2019年10月から全12講が行われた本講座の説明として、受講生募集チラシに掲載された高村講師の案内文を転載します。

 

1年間の哲学講座「時代を哲学する」が、7月で終わりました。その時々の私たちが直面する時代を代表する問題を中心に、受講生の皆さんと一緒に議論し、哲学的に解明しようという企画でした。第1回は、ベストセラー『君たちはどう生きるか』を取り上げ、そこから人間の生き方の問題を中心にしながら、最後は、日本を変えるために何をすべきなのかを、3回にわたってお話ししました。おかげさまで好評でしたので、引き続き10月から1年間の予定で、「時代を哲学する Ⅱ」を開催いたします。

今回は、パート Ⅱ ですので、前回と同様、時代を代表する問題を取り上げ、皆さんと一緒に考えていきたいと思いますが、講師自身の関心事を哲学的に一歩深めてお話しするという形で進めていこうかと考えています。
 ということで、第1回、第2回し「戦争と平和」をテーマとします。アベ内閣のもとで、いよいよ9条をめぐる攻防が山場を迎えようとしています。どうして労働者階級は平和の問題に取り組むことになったのかを皮切りに、戦争と平和をめぐる階級闘争は、どういう局面に達しているのか、日本を含む東アジアの平和をどう考えるべきか、などを考えてみたいと思います。第3回、第4回は「自由と平和」です。私たちは、なぜ人間解放の未来社会を「自由で平等なアソシエーション」として理解しているのか、資本主義では「自由と平等」概念は、どのような階級対立を示し、相対的真理から絶対的真理に接近しようとしているのかなどを論議したいと考えています。

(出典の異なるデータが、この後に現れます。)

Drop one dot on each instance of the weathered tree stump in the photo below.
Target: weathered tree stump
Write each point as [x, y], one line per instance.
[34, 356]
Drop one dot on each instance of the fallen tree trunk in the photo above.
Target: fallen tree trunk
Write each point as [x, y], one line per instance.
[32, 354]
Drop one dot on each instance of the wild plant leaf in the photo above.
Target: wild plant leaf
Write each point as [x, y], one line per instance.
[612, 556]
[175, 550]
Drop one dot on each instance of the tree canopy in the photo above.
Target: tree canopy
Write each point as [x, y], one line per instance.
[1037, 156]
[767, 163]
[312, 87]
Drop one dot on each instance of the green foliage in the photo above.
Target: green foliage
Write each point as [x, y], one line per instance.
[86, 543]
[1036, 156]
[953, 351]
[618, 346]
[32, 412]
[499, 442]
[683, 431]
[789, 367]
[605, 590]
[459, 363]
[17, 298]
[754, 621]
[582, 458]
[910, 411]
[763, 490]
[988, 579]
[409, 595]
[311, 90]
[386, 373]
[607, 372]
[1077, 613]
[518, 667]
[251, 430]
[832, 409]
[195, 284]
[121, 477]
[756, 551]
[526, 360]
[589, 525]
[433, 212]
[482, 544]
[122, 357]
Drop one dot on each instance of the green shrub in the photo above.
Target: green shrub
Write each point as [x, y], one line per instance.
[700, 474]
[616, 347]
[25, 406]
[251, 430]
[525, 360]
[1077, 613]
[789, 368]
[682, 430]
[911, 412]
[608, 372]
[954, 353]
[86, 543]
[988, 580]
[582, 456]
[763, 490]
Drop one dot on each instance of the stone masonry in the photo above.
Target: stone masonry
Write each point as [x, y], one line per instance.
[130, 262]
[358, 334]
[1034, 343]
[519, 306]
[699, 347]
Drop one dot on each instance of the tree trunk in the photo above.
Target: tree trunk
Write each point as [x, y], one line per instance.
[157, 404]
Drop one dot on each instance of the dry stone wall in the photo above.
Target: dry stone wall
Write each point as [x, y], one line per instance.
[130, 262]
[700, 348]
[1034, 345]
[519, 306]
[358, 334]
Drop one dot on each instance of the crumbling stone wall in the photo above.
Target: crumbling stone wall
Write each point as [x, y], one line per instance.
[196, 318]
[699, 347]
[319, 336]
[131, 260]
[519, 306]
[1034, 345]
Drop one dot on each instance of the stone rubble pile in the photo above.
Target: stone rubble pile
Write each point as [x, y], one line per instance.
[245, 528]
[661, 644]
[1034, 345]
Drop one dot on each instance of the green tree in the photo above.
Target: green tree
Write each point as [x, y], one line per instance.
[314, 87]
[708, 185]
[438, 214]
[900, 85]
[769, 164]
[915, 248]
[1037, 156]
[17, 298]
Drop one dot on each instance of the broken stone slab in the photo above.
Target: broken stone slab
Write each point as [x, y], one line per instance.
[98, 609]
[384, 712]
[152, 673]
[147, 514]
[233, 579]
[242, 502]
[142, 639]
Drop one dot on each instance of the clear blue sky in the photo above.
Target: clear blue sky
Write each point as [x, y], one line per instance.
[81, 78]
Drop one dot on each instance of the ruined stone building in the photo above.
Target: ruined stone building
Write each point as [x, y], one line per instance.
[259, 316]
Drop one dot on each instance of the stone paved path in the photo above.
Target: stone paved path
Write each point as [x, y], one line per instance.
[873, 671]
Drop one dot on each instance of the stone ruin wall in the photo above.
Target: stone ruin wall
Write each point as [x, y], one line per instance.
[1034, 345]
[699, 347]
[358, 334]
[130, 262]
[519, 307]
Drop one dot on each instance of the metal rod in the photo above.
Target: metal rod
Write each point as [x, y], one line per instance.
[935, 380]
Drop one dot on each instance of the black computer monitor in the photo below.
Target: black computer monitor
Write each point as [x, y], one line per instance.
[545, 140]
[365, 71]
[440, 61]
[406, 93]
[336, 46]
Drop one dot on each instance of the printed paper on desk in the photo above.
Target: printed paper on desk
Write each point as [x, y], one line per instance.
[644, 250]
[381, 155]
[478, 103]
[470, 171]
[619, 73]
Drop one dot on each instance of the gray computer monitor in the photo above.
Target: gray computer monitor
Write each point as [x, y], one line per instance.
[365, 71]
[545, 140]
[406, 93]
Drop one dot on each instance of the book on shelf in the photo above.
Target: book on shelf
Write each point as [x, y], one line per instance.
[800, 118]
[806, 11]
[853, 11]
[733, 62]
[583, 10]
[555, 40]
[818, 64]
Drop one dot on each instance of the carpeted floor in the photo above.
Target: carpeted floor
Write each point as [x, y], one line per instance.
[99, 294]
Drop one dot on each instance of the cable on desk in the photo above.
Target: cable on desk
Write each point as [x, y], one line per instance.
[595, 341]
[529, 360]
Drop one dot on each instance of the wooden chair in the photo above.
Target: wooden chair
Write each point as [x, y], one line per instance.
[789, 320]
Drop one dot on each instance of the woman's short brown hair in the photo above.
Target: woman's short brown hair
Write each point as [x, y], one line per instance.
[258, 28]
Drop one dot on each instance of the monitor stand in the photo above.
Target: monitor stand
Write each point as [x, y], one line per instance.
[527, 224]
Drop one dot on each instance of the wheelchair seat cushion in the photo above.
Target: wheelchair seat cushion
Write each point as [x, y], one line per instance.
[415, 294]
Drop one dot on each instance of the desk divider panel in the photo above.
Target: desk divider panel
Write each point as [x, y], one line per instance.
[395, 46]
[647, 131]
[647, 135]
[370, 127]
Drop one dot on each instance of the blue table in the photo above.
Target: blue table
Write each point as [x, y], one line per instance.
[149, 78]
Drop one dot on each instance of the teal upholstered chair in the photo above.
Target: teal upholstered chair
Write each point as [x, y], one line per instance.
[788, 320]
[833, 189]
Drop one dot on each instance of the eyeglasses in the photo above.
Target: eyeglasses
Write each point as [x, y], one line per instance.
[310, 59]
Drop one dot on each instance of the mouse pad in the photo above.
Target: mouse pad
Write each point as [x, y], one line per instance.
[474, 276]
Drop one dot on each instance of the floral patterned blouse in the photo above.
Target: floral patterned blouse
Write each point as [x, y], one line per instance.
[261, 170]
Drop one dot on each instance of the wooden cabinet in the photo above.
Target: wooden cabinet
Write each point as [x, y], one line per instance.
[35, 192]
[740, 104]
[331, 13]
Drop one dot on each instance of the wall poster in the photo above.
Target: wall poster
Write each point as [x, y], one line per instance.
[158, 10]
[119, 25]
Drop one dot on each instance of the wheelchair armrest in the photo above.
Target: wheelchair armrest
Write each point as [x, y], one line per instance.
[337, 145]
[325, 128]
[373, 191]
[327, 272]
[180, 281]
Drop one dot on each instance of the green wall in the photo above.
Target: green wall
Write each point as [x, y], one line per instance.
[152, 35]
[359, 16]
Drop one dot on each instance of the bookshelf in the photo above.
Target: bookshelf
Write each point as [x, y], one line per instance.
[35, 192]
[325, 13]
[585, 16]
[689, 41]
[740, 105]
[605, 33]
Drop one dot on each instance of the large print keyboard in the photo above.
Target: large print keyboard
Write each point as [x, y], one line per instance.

その後は、20世紀後半からの認知科学の発達を踏まえて、人間の脳は「事実と価値」をどの関連させてとらえているのかを取り上げ、つづいて「理想と現実」とは統一されるのか否か、私たちは未来社会に向けて、「生産手段の社会化と個人の全面的発達」をどう考えるべきなのか、などを考えているところです。受講生の皆さんからのテーマの申し出も受けたいと思います。